From: Johannes Weiner <han...@cmpxchg.org>

The memalloc_use_memcg() function to override the default memcg
accounting context currently doesn't nest. But the patches to make the
loop driver cgroup-aware will end up nesting:

[   98.137605]  alloc_page_buffers+0x210/0x288
[   98.141799]  __getblk_gfp+0x1d4/0x400
[   98.145475]  ext4_read_block_bitmap_nowait+0x148/0xbc8
[   98.150628]  ext4_mb_init_cache+0x25c/0x9b0
[   98.154821]  ext4_mb_init_group+0x270/0x390
[   98.159014]  ext4_mb_good_group+0x264/0x270
[   98.163208]  ext4_mb_regular_allocator+0x480/0x798
[   98.168011]  ext4_mb_new_blocks+0x958/0x10f8
[   98.172294]  ext4_ext_map_blocks+0xec8/0x1618
[   98.176660]  ext4_map_blocks+0x1b8/0x8a0
[   98.180592]  ext4_writepages+0x830/0xf10
[   98.184523]  do_writepages+0xb4/0x198
[   98.188195]  __filemap_fdatawrite_range+0x170/0x1c8
[   98.193086]  filemap_write_and_wait_range+0x40/0xb0
[   98.197974]  ext4_punch_hole+0x4a4/0x660
[   98.201907]  ext4_fallocate+0x294/0x1190
[   98.205839]  loop_process_work+0x690/0x1100
[   98.210032]  loop_workfn+0x2c/0x110
[   98.213529]  process_one_work+0x3e0/0x648
[   98.217546]  worker_thread+0x70/0x670
[   98.221217]  kthread+0x1b8/0x1c0
[   98.224452]  ret_from_fork+0x10/0x18

where loop_process_work() sets the memcg override to the memcg that
submitted the IO request, and alloc_page_buffers() sets the override
to the memcg that instantiated the cache page, which may differ.

Make memalloc_use_memcg() return the old memcg and convert existing
users to a stacking model. Delete the unused memalloc_unuse_memcg().

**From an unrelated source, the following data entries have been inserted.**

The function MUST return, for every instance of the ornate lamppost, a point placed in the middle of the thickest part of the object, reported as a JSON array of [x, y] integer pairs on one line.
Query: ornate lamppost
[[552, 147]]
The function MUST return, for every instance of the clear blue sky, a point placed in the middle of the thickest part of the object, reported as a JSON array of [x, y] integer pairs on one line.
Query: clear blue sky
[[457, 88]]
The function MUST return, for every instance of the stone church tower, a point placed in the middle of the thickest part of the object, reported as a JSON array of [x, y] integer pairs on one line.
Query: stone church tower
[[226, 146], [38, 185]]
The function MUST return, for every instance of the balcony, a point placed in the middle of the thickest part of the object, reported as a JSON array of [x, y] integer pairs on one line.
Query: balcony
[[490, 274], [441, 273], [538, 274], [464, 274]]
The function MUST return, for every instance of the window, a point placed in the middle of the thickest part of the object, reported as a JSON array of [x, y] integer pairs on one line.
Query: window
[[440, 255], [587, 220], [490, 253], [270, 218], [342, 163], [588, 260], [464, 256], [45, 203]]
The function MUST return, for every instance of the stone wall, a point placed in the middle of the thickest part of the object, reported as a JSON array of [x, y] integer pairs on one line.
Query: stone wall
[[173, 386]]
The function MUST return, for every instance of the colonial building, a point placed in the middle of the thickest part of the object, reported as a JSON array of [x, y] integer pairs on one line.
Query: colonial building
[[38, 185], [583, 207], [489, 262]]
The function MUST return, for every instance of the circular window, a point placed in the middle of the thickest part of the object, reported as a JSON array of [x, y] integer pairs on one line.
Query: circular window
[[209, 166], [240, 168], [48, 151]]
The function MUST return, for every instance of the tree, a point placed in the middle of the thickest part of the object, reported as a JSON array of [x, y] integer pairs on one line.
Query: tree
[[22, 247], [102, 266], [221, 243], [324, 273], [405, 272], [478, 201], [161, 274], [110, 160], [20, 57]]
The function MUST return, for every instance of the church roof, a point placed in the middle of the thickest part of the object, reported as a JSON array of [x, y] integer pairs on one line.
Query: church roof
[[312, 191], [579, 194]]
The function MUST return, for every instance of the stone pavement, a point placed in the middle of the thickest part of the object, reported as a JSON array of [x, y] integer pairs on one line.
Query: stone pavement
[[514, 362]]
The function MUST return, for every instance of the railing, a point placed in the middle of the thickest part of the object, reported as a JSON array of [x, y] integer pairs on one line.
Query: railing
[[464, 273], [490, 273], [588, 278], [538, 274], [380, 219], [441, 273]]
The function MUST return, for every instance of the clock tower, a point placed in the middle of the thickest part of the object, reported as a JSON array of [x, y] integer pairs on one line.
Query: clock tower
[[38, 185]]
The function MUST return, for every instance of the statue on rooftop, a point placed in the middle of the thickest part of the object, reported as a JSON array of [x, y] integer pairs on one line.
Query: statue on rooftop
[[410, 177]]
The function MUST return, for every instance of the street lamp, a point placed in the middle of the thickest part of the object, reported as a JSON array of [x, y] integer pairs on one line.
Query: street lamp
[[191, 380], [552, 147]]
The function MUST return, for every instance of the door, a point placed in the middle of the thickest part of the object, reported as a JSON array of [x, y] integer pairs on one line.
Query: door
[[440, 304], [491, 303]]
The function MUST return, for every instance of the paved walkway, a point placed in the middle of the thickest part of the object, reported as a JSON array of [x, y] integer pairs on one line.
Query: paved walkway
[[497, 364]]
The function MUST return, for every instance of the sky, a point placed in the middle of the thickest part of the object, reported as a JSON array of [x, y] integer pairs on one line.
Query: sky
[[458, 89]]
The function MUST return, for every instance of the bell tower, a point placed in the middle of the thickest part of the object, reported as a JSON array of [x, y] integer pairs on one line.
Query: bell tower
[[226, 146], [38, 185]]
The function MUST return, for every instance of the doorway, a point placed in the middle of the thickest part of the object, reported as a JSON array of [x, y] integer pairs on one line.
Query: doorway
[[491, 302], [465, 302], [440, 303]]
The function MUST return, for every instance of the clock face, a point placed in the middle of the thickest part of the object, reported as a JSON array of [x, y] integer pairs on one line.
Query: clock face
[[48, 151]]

Signed-off-by: Johannes Weiner <han...@cmpxchg.org>
Reviewed-by: Shakeel Butt <shake...@google.com>
Acked-by: Roman Gushchin <g...@fb.com>
Reported-by: Naresh Kamboju <naresh.kamb...@linaro.org>
---
 fs/buffer.c                          |  6 +++---
 fs/notify/fanotify/fanotify.c        |  5 +++--
 fs/notify/inotify/inotify_fsnotify.c |  5 +++--
 include/linux/sched/mm.h             | 28 +++++++++-------------------
 4 files changed, 18 insertions(+), 26 deletions(-)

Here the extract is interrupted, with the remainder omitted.